On Tue, Mar 4, 2008 at 1:47 PM, Joel VanderWerf <vjoel / path.berkeley.edu> wrote:
> Christopher Dicely wrote:
>  > On Tue, Mar 4, 2008 at 7:20 AM, estherschindler <esther / bitranch.com> wrote:
>
> >>  http://www.cio.com/article/191000
>  >
>  > I'll use language a little less colorful than Zed himself might use in talking
>  > about MRI, Rails, and the Ruby Community outside of the pages of CIO,
>  > and say the article has some problems.
>
>  I'm a bit surprised he didn't take the easy shots at ruby: not suitable
>  for hard real time, for device drivers, for SMP, for embedding multiple
>  interpreters in a process, for very low memory situations. Most IT
>  managers won't know these things unless you tell them, no matter how
>  obvious they are to programmers.
>
>  Anyway, he seems to know about web and java gui, but not much about some
>  of the other topics he mentions. "Large data crunching"? What about Ara
>  Howard's work at NOAA? "Image manipulation"? Ditto. He briefly appears
>  to discount Event Machine without naming it or giving specifics about
>  why it's not suitable for "server protocols" (if he has a reason, I'd
>  like to know it!). I've found ruby extremely useful (with a bit of C
>  code compiled on the fly) for simulations that involve "heavy math or
>  computation" and for DSLs to specify and manage those simulations.
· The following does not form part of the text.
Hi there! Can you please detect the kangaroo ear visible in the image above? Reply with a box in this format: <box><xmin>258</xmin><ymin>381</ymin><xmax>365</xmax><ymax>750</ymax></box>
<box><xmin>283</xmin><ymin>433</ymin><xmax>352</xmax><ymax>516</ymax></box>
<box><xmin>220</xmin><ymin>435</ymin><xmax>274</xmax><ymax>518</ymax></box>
I agree he skipped over some things (both bad and good), but I think
his general point was that Ruby in a web production environment can be
a feisty animal (he mentioned math, but only briefly, and was clearly
unaware of some number-crunching that people have done).  But, just
like with any language, I suppose you need good programmers to have
good programs.  The only difference that I personally see is how easy
a particular language can allow someone to write bad code, and I think
that's what he was trying to get at.